Theoretical computer science from the outside

I have recently made some critical comments on blogs in the “theoretical computer science” area. One feature of blogs is that they encourage rapid dissemination. Unfortunately it is easy to write inaccurately, and I don’t want to offend unnecessarily. So here is an attempt to set out the argument better. It is an opinion, based on a few years of observation, but I don’t claim to be able to convince anyone by proof. I spent a relatively long time to write it, and now need to get back to doing research instead of talking about it!

Background: I come from a pure math (abstract algebra) background, moved into combinatorics (mostly generating functions) and also like to work on social choice and analysis of algorithms. I work in a computer science department and teach courses in “theoretical computer science”, mostly algorithms. I have enjoyed learning what little I know now about TCS, but I still consider myself primarily a mathematician.

I have no problem with considering “theoretical computer science” as a branch of mathematics, judged by mathematical standards. However it seems that the TCS community overall doesn’t like to do this, preferring to be considered part of computer science (whatever the latter is, but no time to debate that now). It isn’t clear to me why there even needs to be a separate branch (I don’t really understand “theoretical physics” either). A better classification would be based on the problems studied, not the methodology.

However, given this classification I see some strange features of TCS practice. These observations are not unique to me. Michael Mitzenmacher has discussed some of them in detail in his blog.

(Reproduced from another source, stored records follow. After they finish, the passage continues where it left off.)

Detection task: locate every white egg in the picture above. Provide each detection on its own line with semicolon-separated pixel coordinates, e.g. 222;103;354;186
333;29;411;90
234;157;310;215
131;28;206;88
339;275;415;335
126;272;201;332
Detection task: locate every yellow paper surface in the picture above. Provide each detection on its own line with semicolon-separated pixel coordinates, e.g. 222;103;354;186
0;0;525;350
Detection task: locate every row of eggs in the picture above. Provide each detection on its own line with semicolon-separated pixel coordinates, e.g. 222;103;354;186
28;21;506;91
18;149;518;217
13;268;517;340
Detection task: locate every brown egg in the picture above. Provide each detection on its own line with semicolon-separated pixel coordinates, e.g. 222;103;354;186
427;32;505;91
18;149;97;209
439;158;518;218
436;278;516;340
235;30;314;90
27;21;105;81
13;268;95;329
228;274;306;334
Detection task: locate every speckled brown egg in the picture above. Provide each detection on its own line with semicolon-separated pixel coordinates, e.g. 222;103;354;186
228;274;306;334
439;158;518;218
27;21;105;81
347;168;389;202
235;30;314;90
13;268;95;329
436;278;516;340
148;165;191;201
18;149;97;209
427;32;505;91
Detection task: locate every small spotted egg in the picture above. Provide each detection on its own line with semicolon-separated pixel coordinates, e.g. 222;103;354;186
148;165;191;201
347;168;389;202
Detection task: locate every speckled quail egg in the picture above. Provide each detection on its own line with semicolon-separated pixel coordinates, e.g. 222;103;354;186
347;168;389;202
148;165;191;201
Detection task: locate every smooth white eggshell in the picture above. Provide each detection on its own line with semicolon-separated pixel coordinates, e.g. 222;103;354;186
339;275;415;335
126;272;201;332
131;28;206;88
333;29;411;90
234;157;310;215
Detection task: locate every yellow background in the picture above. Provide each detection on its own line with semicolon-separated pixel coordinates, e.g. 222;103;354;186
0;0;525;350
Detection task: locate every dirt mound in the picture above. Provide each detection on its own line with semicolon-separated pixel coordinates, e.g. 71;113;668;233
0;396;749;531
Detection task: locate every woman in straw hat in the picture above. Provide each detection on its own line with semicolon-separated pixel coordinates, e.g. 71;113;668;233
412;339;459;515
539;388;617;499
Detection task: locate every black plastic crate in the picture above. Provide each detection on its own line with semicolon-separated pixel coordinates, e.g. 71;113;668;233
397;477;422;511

  • Too much publication of too few results (an argument strongly made in recent years by Neal Koblitz among others). TCS researchers seem to publish more than mathematicians, and it is very noticeable that they publish many more conference papers and relatively few in journals (broadly speaking, the latter take longer to produce and involve more stringent refereeing, and tend to have fewer errors and omissions). This may not be bad for science overall (as argued often by Michael Mitzenmacher) but it surely makes it difficult when comparing the performance of researchers. Why not publish in a journal with tougher standards of peer review? Blogs, the arXiv, etc all exist, so dissemination of ideas is fairly easy these days – is it necessary to claim that conference presentations really count as publications? I find it particularly annoying that people claim that a journal paper that is a minor variation on a conference paper should also be counted as another publication. Of course, they never admit the “minor” part.
  • Not much link between theory and practice. Theoretical computer scientists prove a lot of theorems, but the mathematical depth of a lot of the papers is not particularly high, in my opinion, compared to what mathematicians publish (and less checking goes on in conference refereeing than for journals). That would be absolutely fine if the papers were also subjected to empirical testing. But how many researchers who devise new algorithms actually have them implemented (if not themselves, by a student, for example)? (This has also been well discussed at My Biased Coin). I find the term “theoretical computer science” a little strange. It should be balanced by “experimental computer science”. Despite the major article in CACM on this (Nov 2007), it is far from clear that such a subject is thriving. Some areas, such as computational complexity, are very hard to test empirically – a result saying that a certain problem is NP-hard doesn’t generate many testable hypotheses, at least not in my brain.
  • Very little attempt at popularization. David Harel’s book Computers Ltd is one of small handful of popular books about big ideas in computer science. Contrast this with the huge number of popular books on (often quite difficult) mathematics. In fact the whole idea that “Computer Science” is a science is not really understood by the public – many conflate it with “I.T.” and the engineering aspects. Given the lack of scientific method discussed above, perhaps this is a fair reflection of reality – but it shouldn’t be.
  • Not much linkage with other areas of CS. I have too many colleagues who don’t know the difference between big-O and big-Omega. Few of them, if any, care about TCS enough to attend a seminar or even a public talk on algorithms given by a great speaker like Bernard Chazelle. And yet TCS ideas are essential for progress in many areas of CS, I have no doubt. This is of course not simply the fault of people in TCS, but in CS generally.
  • Not very unified for such a young field. It looks to me as though “theoretical computer science” roughly encompasses computational complexity (classifying the difficulty of problems), algorithms (finding solutions to problems), and logic/semantics/programming languages. It seems that the last topic has relatively little coverage in the USA (see the comments at Computational Complexity); the first has advanced to a degree that is mostly very far removed from any sort of application (the models it uses are also suspect), and probably should be judged by the standards of mathematicians (in which case it might not do as well as it has to date); the second is mostly split between people who devise complicated (never implemented) algorithms, with basic big-O analysis only,and obsession over the worst case (predominant in the USA), those who analyze to death rather simple algorithms using heavier machinery and “average case” (always the uniform distribution, and more common outside the USA), and those who do experimental analysis (a seemingly small and not well regarded part of the overall community). There is little interaction between these groups. Division of labour is fine – the same person doesn’t have to prove lower bounds, then devise a nice algorithm, then analyse it in Knuth style, then implement it. But these people should be talking more, and it is time to ensure that more progress is made, more efficiently.